For Writers: Part One

Well, here it is… My updated website. FINALLY. Over the next several months I will be updating and adding cool new features and games, but first I thought it was high time that I update my old website to this newer and cooler and much more better site where I can blog and answer some frequently asked questions.

Today the first question that I get asked the most is actually from other struggling writers. The question has several variations on the theme, but is essentially about what to do when you have a story rolling around inside your head and yet when you sit down to write it, your mind goes into some hyperdrive frission that short-circuits the functionality of your fingers, which in turn wipes every idea that you have had about this story completely from you memory.

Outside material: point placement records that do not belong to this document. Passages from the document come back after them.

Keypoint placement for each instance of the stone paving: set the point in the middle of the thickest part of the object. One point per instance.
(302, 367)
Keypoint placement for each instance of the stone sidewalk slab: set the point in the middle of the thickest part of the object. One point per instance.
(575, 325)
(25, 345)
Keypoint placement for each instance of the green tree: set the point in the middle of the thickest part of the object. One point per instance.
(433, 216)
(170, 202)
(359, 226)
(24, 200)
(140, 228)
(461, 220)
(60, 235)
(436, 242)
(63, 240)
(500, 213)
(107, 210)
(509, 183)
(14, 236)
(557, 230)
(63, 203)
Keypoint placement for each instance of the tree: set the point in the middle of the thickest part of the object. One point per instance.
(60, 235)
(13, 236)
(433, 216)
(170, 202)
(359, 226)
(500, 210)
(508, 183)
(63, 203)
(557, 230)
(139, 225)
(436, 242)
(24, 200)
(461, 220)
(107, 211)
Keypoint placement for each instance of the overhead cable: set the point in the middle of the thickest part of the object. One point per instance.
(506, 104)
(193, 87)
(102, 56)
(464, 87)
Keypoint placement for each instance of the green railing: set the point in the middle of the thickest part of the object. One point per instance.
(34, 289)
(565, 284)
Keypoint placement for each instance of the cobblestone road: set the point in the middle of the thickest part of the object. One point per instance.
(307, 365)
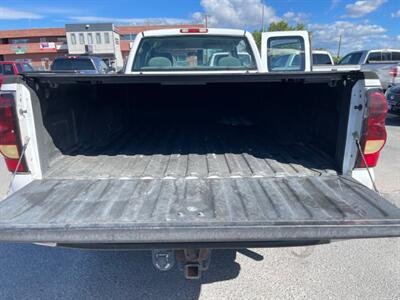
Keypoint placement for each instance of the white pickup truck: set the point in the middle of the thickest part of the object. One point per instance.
(179, 156)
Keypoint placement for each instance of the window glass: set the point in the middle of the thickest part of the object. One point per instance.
(81, 39)
(321, 59)
(374, 57)
(8, 69)
(128, 37)
(73, 39)
(98, 38)
(90, 39)
(19, 68)
(28, 67)
(19, 41)
(351, 59)
(106, 37)
(386, 56)
(286, 54)
(103, 66)
(190, 52)
(72, 64)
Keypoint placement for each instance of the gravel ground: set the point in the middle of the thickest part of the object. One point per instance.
(361, 269)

In short, my dears, what to do about writer’s block?

There are several things you can do and I will address only one of them in today’s blog. (I do after all have to save some of my more brilliant solutions for later blogs.)

The first thing I do when I run flat into that wall of uninspired doldrums is I pick up a book of one of my favorite authors J.K. Rowling and I start reading, paying attention to HOW she crafts her stories. She is, without dispute, one of the most successful authors to date and so it is a clever move to study what she does from an academic standpoint. Plus she’s a bloody good writer. But not everyone is going to have the Harry Potter passion that I do, so I recommend that you STUDY one of your favorite authors paying particular attention to the way they pull off the various plotpoints of the storyline, how they build the tension, and keep you as a reader interested.

Then study the details of each character and how each person in the story is carefully defined, how much of the scene the writer paints for you, and how much detail you as the reader fill in.

Using J.K. Rowling as an example again, if you have ever read any of the Harry Potter books, you will know that she does a supreme job in creating the universe in such a way that you literally drop into the action and are part of the story. You can see the castle and the lake. Her characters are well defined and she RARELY misses a beat when carrying forward the story from the previous novel. I would bet that she has stacks upon stacks of detailed notes and descriptions. I also know for a fact that she doodles out some of the images that she sees in her head, probably to make them more real to her so that she can truly communicate what she sees in her imagination.

It is those details that while trying and difficult to define make the difference between an average story and really great read, regardless of genre.

A quick exercise to do is to rip a page from a magazine with a pretty picture on it and start writing down every detail you see on the picture. Get as poetic and metaphoric as you wish, but focus on the nuance of colors and textures you see and lights and darks, shadows, those things which in passing we might all overlook. This exercise will start to train your mind to think in detailed patterns and in turn will make your writing easier.

Stay tuned for the next step to THIS process. In the meantime, feel free to post your musings here.

However, be warned, if you say anything rude on here I do (as the administrator) have the power to remove it immediately and will do so!

One Response to “For Writers: Part One”

  1. Mooney Says:

    Welcome to the blogging community!